2. Write a compiler from regular expressions to NFA's, covering the minimal set (symbol, sequence, union, closure, empty) and the notation used in the lecture notes. You can use BNFC's Ident category for symbols. Closure should bind stronger than sequence, sequence stronger than union. The automata and the compiler can be expressed in a mathematical notation and pseudocode. For instance, the definition of automata in Section 3.3 suggests

    compile (Symbol a) = <Sigma,{0,1},{1},0,{((0,a),1)}>

But you can also write an actual program as a back-end to the BNFC-generated parser. And, if you are really ambitious, a generation of Graphviz code to show the bubbles!
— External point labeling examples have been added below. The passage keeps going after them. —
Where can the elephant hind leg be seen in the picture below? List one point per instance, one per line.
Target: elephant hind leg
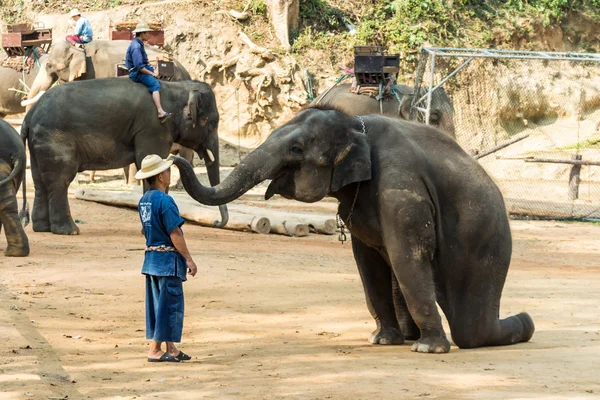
(407, 324)
(475, 322)
(61, 222)
(40, 215)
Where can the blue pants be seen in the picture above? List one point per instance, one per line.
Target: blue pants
(149, 81)
(164, 308)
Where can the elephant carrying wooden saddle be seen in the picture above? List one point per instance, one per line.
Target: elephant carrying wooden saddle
(393, 100)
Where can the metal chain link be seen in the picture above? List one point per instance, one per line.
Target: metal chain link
(340, 224)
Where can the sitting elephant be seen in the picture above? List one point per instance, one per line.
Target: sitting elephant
(13, 164)
(428, 224)
(113, 125)
(442, 110)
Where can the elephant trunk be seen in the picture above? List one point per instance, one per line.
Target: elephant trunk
(211, 160)
(259, 165)
(42, 82)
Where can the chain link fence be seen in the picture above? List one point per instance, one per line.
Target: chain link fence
(531, 119)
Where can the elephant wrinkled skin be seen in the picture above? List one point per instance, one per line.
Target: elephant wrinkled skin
(114, 124)
(442, 109)
(429, 225)
(12, 171)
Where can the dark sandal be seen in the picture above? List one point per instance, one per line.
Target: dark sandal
(182, 356)
(166, 357)
(164, 117)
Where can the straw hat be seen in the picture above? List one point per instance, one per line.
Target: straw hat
(142, 27)
(152, 165)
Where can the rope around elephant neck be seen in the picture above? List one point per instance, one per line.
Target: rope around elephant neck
(340, 224)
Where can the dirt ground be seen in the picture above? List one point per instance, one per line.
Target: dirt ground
(276, 317)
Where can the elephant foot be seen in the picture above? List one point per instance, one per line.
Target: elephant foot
(66, 229)
(431, 345)
(15, 251)
(386, 336)
(41, 226)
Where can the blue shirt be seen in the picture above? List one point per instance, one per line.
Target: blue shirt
(83, 29)
(136, 58)
(160, 216)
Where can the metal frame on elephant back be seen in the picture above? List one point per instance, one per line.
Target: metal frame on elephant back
(20, 38)
(538, 113)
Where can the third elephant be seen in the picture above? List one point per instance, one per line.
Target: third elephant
(442, 109)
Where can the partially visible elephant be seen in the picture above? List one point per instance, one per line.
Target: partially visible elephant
(284, 15)
(428, 224)
(13, 163)
(113, 125)
(442, 109)
(66, 63)
(10, 101)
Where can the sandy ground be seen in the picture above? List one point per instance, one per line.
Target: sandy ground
(278, 317)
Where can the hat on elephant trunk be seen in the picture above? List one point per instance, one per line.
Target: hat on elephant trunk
(142, 27)
(153, 165)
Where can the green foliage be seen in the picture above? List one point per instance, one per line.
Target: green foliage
(258, 7)
(404, 26)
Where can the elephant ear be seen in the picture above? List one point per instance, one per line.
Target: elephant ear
(194, 107)
(353, 163)
(77, 65)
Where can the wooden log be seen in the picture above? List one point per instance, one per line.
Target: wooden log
(289, 227)
(318, 223)
(500, 147)
(14, 121)
(574, 178)
(189, 210)
(559, 161)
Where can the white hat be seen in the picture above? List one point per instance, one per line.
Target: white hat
(153, 165)
(142, 27)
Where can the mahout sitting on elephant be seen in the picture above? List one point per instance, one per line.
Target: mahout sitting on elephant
(398, 105)
(67, 63)
(113, 125)
(427, 222)
(13, 164)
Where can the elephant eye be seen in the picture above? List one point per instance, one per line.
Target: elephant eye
(296, 150)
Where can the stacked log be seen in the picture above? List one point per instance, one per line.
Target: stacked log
(241, 218)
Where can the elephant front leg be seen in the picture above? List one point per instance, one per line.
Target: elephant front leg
(18, 244)
(40, 215)
(407, 324)
(376, 277)
(410, 242)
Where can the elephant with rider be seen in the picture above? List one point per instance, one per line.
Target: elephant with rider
(112, 126)
(13, 164)
(397, 104)
(67, 63)
(428, 224)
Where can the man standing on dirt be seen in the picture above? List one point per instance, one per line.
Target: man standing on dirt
(165, 263)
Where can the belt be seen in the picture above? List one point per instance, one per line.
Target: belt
(162, 248)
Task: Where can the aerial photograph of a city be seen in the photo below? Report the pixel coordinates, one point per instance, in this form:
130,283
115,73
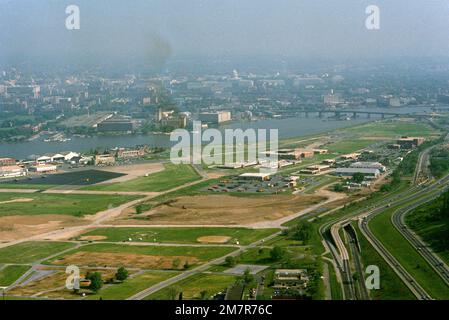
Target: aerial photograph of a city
235,154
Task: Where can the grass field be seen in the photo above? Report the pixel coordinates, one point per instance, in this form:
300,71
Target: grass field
146,257
348,146
407,256
72,178
11,273
67,204
131,286
392,129
179,235
172,177
19,186
192,287
391,286
28,252
432,225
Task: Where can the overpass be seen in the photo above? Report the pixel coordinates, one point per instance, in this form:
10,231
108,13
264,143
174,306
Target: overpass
355,113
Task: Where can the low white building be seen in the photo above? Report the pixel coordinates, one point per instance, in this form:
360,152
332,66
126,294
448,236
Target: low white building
349,172
369,165
43,168
12,172
255,176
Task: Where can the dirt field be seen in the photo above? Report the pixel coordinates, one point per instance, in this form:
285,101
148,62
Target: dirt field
214,239
131,260
18,227
93,238
133,171
17,200
221,210
53,285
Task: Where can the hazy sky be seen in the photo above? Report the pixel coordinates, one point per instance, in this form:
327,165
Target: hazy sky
158,29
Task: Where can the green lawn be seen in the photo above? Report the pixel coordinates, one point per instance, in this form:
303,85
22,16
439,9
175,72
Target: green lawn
391,286
11,273
131,286
180,235
407,256
335,286
431,223
28,252
173,176
192,287
26,186
67,204
393,129
348,146
201,253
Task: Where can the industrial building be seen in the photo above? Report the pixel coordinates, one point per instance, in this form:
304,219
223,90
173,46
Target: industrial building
410,142
290,278
43,168
316,169
7,162
104,159
349,172
255,176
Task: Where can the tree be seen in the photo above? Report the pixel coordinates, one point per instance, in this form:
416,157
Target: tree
277,253
173,292
139,209
248,277
122,274
176,263
358,177
203,295
96,281
301,231
230,261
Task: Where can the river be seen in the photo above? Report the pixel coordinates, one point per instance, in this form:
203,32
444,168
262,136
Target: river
288,128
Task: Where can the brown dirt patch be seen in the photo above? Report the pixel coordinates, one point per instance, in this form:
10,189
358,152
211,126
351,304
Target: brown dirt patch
17,200
53,285
214,239
93,238
133,171
222,210
18,227
131,260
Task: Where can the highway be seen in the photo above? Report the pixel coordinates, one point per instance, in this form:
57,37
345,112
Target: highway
433,190
432,259
340,253
361,290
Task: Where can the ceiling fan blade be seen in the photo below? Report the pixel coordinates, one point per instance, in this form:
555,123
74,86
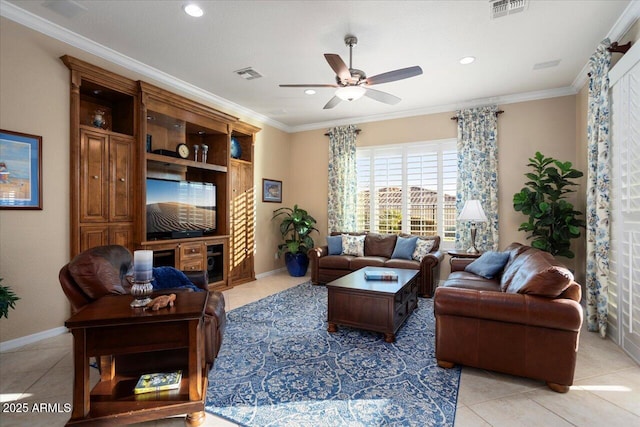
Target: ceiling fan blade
385,97
338,65
392,76
309,85
332,103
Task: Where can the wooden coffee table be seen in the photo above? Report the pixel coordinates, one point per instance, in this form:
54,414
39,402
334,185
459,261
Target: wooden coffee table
109,327
374,305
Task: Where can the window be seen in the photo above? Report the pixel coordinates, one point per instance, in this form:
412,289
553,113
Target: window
414,188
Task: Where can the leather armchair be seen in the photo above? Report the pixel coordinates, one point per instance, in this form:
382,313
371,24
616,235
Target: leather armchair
102,271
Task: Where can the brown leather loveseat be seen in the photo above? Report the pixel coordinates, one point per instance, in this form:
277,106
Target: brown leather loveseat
526,321
378,251
101,271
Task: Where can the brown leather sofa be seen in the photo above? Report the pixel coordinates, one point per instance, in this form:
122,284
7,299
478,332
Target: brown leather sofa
101,271
524,322
378,249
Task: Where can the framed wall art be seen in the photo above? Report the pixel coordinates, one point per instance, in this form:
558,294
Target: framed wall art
271,191
20,170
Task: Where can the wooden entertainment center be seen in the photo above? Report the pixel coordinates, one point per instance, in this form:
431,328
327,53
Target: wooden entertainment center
125,131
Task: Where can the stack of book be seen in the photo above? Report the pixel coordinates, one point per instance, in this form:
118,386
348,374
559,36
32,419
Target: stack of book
380,275
158,382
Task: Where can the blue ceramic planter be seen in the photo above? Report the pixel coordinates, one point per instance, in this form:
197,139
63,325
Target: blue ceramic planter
297,264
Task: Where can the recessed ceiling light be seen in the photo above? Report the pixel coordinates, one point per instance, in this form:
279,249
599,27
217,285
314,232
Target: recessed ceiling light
193,9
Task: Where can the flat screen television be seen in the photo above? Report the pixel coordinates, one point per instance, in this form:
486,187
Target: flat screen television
178,209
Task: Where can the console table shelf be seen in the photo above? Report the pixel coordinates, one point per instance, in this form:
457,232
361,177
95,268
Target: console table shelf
108,328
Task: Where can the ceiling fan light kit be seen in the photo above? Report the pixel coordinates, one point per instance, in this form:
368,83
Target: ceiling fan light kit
350,93
353,84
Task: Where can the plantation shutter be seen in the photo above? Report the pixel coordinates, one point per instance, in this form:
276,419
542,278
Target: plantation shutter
389,191
624,277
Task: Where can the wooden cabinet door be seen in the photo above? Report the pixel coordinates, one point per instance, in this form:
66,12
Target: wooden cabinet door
94,177
192,256
121,178
242,227
92,236
121,235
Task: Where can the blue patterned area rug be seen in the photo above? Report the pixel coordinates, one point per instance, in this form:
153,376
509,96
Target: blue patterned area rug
278,366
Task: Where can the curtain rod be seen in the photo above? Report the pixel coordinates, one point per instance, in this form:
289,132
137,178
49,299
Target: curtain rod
357,132
616,48
497,114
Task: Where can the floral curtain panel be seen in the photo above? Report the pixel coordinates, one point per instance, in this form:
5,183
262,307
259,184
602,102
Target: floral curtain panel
598,189
478,173
342,179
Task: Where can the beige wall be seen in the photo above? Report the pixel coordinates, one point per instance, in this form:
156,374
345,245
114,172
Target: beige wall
34,244
547,125
273,157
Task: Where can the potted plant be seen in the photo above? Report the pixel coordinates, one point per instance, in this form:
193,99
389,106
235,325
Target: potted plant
7,300
553,221
296,227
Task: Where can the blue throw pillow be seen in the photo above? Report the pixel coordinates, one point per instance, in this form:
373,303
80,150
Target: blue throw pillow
404,247
169,277
489,264
335,245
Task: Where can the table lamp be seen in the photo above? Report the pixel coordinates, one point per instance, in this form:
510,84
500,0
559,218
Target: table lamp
472,211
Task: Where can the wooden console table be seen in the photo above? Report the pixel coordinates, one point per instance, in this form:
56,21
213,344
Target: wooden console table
375,305
108,328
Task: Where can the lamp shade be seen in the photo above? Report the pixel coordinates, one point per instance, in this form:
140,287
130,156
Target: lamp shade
472,211
350,93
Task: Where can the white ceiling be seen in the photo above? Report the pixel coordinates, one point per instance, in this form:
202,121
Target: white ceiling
285,42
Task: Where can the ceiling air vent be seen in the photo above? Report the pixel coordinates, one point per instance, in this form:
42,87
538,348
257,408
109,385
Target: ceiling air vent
501,8
248,73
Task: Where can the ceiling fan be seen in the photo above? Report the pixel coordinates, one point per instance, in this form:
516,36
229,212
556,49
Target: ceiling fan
352,83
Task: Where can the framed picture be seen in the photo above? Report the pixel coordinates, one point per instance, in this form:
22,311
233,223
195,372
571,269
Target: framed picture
20,170
271,191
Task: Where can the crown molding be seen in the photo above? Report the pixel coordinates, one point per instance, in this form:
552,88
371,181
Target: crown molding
23,17
626,20
48,28
498,100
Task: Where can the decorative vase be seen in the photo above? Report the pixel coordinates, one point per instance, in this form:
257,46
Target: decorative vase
236,150
141,291
98,119
297,264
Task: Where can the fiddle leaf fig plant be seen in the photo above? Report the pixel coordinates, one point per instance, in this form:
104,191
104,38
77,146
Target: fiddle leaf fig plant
553,221
7,300
296,227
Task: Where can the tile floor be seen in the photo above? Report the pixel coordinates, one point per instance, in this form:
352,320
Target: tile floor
606,391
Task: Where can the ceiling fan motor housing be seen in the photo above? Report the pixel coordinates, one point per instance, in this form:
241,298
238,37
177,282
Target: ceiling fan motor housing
357,76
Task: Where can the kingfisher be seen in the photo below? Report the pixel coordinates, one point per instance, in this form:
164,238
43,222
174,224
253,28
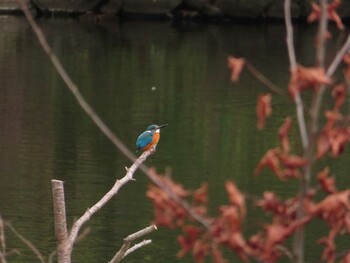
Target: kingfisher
149,138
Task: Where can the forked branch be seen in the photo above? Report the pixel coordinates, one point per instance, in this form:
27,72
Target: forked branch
125,249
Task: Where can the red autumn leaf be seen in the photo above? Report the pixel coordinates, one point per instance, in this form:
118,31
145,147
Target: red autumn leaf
263,109
338,139
315,13
217,256
346,259
236,197
332,118
346,60
332,204
312,76
332,13
327,183
323,146
306,78
283,133
187,242
200,195
236,66
328,254
339,93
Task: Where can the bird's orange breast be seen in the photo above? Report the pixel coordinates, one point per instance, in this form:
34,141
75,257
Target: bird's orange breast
155,140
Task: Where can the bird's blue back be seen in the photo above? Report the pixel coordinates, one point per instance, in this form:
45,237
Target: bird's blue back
144,139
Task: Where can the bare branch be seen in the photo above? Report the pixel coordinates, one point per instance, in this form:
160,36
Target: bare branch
293,68
26,242
141,233
63,248
114,190
263,79
137,246
321,35
124,250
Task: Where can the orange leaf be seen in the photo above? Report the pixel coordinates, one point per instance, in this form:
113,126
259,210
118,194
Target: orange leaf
263,109
236,66
312,76
327,183
339,93
200,195
332,13
283,134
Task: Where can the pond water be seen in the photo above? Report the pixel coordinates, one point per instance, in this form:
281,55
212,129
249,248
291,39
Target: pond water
134,74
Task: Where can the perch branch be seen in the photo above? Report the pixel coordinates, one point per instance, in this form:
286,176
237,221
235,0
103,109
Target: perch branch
268,83
137,246
298,242
293,68
114,190
124,250
63,248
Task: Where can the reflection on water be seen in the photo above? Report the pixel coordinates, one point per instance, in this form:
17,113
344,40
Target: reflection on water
134,74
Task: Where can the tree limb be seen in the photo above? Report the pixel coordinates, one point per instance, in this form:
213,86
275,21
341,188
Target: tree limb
125,250
293,69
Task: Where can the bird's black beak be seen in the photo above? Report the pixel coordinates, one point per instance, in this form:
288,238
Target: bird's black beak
162,126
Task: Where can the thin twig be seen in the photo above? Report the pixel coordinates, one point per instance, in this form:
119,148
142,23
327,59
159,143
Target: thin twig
293,69
26,242
125,250
268,83
112,192
298,242
321,36
95,118
137,246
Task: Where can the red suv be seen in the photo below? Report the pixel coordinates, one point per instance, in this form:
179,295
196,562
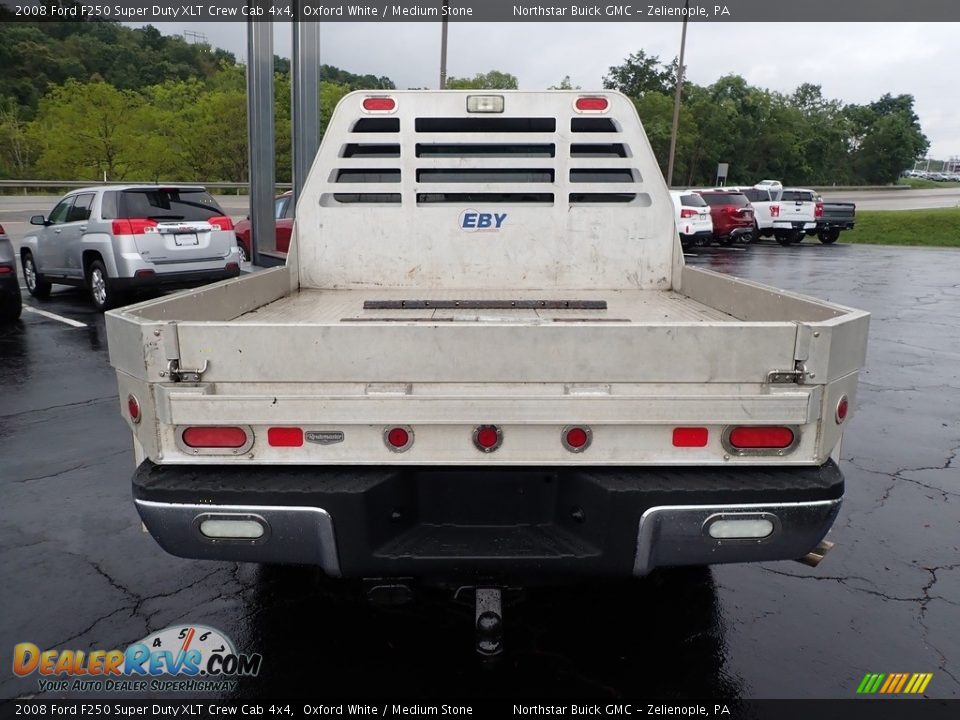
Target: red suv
283,217
732,215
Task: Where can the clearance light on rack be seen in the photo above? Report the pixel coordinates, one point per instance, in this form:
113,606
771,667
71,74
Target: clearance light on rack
487,438
379,104
577,438
591,104
398,438
485,103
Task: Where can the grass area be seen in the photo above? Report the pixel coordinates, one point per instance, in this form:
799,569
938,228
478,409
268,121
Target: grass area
921,184
935,228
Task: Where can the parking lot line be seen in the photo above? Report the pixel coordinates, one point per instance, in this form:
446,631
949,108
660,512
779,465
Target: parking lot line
54,316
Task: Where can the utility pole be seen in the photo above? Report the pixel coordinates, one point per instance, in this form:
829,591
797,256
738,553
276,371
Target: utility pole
676,97
443,46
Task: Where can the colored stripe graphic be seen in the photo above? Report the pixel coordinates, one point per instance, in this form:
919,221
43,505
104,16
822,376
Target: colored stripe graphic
903,680
894,683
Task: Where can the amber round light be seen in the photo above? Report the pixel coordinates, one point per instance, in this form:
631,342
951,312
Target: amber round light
133,407
843,408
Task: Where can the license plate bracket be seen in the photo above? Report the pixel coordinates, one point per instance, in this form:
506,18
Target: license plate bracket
185,239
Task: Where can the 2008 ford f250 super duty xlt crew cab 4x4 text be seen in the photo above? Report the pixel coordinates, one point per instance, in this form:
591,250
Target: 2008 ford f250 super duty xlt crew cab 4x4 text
485,364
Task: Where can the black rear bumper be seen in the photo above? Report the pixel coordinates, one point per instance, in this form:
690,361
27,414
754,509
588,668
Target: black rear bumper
509,523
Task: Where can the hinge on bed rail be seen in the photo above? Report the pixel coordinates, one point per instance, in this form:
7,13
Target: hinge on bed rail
797,375
178,374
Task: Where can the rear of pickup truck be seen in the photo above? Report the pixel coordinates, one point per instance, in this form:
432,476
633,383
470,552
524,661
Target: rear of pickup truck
486,363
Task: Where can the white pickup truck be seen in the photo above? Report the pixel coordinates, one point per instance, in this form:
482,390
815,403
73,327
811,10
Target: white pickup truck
486,364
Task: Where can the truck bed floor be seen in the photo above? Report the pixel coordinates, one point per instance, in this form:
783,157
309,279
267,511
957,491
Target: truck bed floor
337,306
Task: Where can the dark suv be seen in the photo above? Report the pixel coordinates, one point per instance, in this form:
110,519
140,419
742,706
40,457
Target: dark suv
732,215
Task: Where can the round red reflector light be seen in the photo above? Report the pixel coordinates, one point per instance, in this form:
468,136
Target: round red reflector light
761,437
398,439
592,104
487,438
379,104
201,437
133,407
577,439
842,408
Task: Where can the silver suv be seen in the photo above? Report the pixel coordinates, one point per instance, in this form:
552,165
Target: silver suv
115,239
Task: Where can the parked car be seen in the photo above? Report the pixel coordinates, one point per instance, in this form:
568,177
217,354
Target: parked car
10,302
799,211
283,217
764,199
834,217
694,223
731,213
116,239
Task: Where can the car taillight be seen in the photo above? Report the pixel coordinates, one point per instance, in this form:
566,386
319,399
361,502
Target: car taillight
761,437
132,226
285,437
690,437
214,437
398,438
487,438
577,438
591,104
379,104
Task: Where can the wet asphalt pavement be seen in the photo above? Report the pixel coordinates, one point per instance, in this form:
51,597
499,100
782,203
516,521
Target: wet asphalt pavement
78,572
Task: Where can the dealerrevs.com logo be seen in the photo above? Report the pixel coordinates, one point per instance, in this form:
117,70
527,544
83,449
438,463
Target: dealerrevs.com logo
191,658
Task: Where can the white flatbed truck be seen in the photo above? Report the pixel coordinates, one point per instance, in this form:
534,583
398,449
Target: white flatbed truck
486,364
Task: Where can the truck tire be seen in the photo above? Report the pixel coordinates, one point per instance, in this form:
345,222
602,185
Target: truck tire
36,283
828,237
103,295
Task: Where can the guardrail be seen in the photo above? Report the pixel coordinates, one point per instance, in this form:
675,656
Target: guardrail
73,184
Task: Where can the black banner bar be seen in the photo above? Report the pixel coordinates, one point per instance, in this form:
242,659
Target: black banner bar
809,11
918,708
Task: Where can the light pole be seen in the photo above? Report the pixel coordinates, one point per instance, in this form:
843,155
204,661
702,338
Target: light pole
676,96
443,46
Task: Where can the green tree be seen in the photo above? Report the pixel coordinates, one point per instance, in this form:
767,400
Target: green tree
493,80
87,130
639,74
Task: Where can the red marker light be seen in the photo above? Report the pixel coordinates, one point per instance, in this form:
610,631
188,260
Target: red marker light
221,222
766,437
487,438
398,438
379,104
577,438
214,437
591,104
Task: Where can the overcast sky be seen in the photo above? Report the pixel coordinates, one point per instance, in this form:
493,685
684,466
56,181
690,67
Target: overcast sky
855,63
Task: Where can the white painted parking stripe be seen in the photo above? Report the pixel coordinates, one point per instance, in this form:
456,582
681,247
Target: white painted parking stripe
54,316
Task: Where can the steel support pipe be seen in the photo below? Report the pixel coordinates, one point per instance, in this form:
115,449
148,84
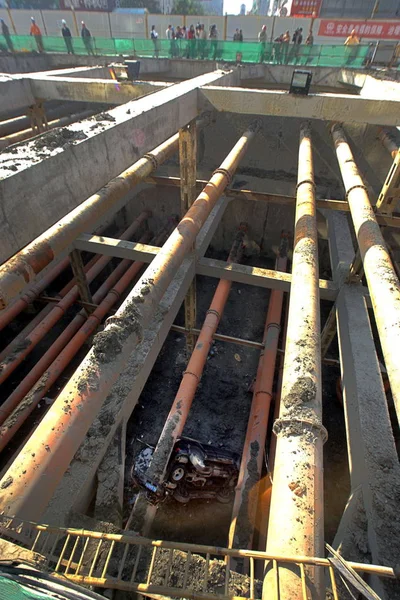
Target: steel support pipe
383,283
296,524
11,362
31,260
30,482
46,372
19,340
388,142
31,293
246,494
180,408
51,354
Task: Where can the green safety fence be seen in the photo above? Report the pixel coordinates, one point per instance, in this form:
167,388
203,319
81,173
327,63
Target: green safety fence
247,52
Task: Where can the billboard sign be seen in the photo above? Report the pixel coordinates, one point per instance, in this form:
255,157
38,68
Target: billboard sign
376,30
305,8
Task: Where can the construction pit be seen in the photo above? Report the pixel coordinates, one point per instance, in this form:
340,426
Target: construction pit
200,316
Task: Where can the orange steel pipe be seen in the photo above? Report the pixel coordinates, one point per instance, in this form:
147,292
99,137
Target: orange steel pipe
84,327
46,360
28,262
180,408
28,485
296,523
11,362
19,339
383,283
388,142
35,290
244,508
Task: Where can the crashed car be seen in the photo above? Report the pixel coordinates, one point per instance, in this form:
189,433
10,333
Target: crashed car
195,470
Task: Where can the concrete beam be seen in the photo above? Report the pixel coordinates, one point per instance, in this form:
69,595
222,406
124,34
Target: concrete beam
31,178
373,462
219,269
81,89
326,107
14,93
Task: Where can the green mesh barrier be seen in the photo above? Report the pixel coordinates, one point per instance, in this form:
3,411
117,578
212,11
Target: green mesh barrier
14,591
247,52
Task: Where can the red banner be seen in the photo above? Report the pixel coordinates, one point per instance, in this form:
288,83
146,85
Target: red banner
377,30
305,8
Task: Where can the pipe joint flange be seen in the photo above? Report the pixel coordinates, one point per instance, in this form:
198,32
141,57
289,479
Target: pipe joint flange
298,426
354,187
193,375
212,311
309,181
255,126
224,172
152,159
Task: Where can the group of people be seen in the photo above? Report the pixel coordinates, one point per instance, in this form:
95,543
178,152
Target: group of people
196,46
281,44
37,34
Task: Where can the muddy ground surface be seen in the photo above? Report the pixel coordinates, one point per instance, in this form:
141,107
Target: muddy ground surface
220,412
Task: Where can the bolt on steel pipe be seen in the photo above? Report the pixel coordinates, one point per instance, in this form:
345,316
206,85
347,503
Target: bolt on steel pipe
246,494
46,372
11,362
383,283
29,483
296,524
388,142
21,268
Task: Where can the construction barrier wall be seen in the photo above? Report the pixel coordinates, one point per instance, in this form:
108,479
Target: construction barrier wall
125,25
251,52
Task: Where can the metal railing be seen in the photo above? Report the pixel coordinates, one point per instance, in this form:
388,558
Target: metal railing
132,563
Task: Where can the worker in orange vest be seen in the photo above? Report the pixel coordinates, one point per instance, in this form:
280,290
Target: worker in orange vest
35,31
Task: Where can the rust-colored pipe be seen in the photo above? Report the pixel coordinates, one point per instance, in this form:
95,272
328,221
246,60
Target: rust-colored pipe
29,483
180,408
25,134
9,314
60,354
388,142
296,524
19,339
31,260
246,494
48,357
29,295
383,283
11,362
3. Consider the simple NFA for the expression (a|b)* a (a|b) in Section 3.4 of the lecture notes. Make it into a DFA by using the subset construction. Is the result different from the DFA constructed by informal reasoning in 3.4?

4. Trace the LR parsing of the statement

    if (x + y > 4) if (true) {x = y = y - 1 ;} else 8 ;

in the grammar

    Stm   ::= "if" "(" Exp ")" Stm "else" Stm ;
    Stm   ::= "if" "(" Exp ")" Stm ;
    Stm   ::= "{" [Stm] "}"
    Stm   ::= Exp ";"
    Exp2  ::= Integer
    Exp2  ::= Ident
    Exp1  ::= Exp1 "+" Exp2
    Exp1  ::= Exp1 "-" Exp2
    Exp   ::= Exp1 ">" Exp1
    Exp   ::= Ident "=" Exp
    [Stm] ::= 
    [Stm] ::= Stm [Stm]
    Exp2  ::= "(" Exp ")"
    Exp1  ::= Exp2
    Exp   ::= Exp1

Do this by showing the evolution of the stack and the input, and whether shift or reduce actions are taken.

5. Consider the language 'X'*, i.e. sequences of symbol X. Write two context-free grammars for it: one left-recursive and one right-recursive. With both grammars, trace the LR parsing of the string XXXX. What can you say about the memory consumption of the two processes?